Na decisão de primeira instância, o tribunal considerou que Park Sung-jae esteve envolvido numa "insurreição" e fixou a pena em 25 anos de cadeia.
Contexto: o decreto de lei marcial de 3 de dezembro de 2024
Um decreto promulgado pelo ex-presidente Yoon Suk-yeol suspendeu por um curto período o poder civil e lançou a Coreia do Sul numa fase de incerteza política a 3 de dezembro de 2024. A medida acabou por ser travada quando os deputados da oposição tiveram tempo para se organizar e revogar o decreto através de uma votação.
Yoon foi condenado e continua detido, enquanto aguarda a decisão do recurso apresentado contra a pena de prisão perpétua.
O antigo chefe de Estado foi ainda condenado a 12 de junho a 30 anos de prisão, por ter enviado drones para a Coreia do Norte com o objetivo de provocar Pyongyang e criar um pretexto para a imposição da lei marcial em dezembro de 2024.
Atuação no Ministério da Justiça e argumentos da acusação
Segundo os procuradores, nas primeiras horas em que vigorou a lei marcial, Park Sung-jae reuniu responsáveis do Ministério da Justiça e avaliou a capacidade das prisões, tendo em conta a eventual detenção de figuras antigovernamentais.

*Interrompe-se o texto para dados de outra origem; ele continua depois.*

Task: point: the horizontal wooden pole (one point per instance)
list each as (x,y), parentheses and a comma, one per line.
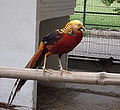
(101,78)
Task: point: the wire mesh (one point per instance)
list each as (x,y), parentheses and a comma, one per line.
(102,38)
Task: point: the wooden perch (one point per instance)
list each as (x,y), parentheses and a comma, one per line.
(101,78)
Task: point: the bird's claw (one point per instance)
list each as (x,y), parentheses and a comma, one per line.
(63,71)
(45,70)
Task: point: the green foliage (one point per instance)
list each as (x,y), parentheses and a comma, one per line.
(109,2)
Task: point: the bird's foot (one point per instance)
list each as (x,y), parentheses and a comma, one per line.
(63,71)
(46,71)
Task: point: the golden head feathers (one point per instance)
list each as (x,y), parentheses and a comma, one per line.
(73,25)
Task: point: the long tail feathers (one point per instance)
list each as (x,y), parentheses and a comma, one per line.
(33,63)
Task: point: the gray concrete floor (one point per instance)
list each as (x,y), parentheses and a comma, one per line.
(52,98)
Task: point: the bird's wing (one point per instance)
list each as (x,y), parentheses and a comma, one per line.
(35,61)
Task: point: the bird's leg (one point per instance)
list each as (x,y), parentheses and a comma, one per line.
(60,63)
(44,62)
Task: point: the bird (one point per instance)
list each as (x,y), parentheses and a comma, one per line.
(58,42)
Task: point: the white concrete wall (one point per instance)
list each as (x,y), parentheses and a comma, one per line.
(18,26)
(17,44)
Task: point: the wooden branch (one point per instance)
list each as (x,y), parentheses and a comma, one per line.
(101,78)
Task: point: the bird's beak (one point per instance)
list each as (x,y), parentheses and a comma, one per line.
(82,29)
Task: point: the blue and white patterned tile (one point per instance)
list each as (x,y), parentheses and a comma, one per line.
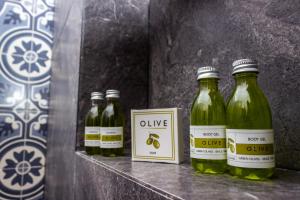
(11,93)
(13,16)
(41,68)
(10,128)
(34,184)
(9,184)
(24,181)
(41,94)
(26,38)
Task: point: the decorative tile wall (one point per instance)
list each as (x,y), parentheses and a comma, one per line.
(26,37)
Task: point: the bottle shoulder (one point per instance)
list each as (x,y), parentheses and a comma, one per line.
(248,107)
(207,98)
(247,97)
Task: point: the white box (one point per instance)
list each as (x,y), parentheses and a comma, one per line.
(156,135)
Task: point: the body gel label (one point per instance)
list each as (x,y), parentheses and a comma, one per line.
(92,136)
(208,142)
(111,137)
(250,148)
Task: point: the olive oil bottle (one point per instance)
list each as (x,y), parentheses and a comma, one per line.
(112,126)
(92,124)
(207,127)
(250,138)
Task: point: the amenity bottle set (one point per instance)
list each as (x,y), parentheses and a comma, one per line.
(238,137)
(104,125)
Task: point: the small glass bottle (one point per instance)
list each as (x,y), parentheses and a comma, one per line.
(250,137)
(112,126)
(207,130)
(92,124)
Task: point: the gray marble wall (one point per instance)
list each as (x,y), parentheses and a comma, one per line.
(115,53)
(60,164)
(187,34)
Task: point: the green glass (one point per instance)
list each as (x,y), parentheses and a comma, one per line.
(242,111)
(92,119)
(208,109)
(113,116)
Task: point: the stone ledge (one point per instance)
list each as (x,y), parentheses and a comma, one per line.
(171,181)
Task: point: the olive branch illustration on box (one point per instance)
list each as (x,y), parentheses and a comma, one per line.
(230,145)
(153,140)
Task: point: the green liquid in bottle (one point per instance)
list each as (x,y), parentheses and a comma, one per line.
(112,126)
(208,118)
(92,125)
(249,118)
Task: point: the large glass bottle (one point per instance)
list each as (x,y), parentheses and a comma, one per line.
(112,126)
(250,138)
(207,130)
(92,124)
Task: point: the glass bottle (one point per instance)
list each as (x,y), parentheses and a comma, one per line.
(112,126)
(92,124)
(207,130)
(250,138)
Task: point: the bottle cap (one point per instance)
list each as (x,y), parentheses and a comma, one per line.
(207,72)
(97,95)
(112,94)
(244,65)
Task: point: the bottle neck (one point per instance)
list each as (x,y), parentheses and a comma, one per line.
(112,100)
(209,83)
(249,78)
(96,102)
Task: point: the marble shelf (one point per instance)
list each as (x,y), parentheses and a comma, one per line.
(169,181)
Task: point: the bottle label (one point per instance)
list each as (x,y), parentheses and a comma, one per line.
(208,142)
(92,136)
(250,148)
(111,137)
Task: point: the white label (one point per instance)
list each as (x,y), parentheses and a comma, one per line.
(250,148)
(111,137)
(154,136)
(208,142)
(92,136)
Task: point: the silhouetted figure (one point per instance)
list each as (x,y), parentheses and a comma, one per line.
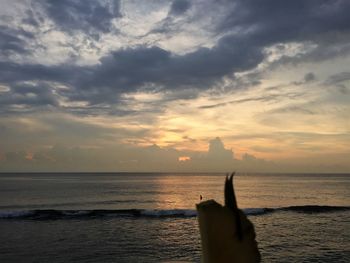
(227,234)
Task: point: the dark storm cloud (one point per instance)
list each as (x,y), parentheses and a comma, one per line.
(81,15)
(30,95)
(279,21)
(130,69)
(338,78)
(14,41)
(179,7)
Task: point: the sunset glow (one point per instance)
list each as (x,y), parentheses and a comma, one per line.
(157,80)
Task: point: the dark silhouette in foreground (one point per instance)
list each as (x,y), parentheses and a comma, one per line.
(227,234)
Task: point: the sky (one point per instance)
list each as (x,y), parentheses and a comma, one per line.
(175,86)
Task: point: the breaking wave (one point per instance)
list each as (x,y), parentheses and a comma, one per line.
(52,214)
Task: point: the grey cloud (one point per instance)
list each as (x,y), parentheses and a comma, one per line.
(79,15)
(309,77)
(132,69)
(179,7)
(338,78)
(280,21)
(265,98)
(14,41)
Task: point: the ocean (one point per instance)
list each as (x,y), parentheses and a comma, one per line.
(151,217)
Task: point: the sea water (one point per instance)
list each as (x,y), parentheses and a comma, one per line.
(131,217)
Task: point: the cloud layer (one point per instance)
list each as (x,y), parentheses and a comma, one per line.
(153,69)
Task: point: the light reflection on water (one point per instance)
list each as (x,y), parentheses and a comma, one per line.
(168,191)
(283,236)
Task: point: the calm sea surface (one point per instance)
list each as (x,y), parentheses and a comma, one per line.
(152,217)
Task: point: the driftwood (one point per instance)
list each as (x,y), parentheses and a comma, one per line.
(227,234)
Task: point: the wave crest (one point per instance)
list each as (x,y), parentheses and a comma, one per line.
(47,214)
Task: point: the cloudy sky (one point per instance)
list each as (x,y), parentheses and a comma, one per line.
(175,85)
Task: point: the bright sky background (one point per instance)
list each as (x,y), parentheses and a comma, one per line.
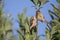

Enquanto ministro da Justiça, "ordenou a cooperação com o comando da lei marcial (...) assumindo que um decreto seria válido", apontou o tribunal.
O Ministério Público tinha requerido uma pena de 20 anos de prisão, sustentando que o ex-ministro da Justiça "reduziu a lei" a um instrumento de insurreição, através do abuso de poder, e que, com isso, enfraqueceu o Estado de Direito.
O tribunal acrescentou ainda que Park Sung-jae não demonstrou qualquer remorso.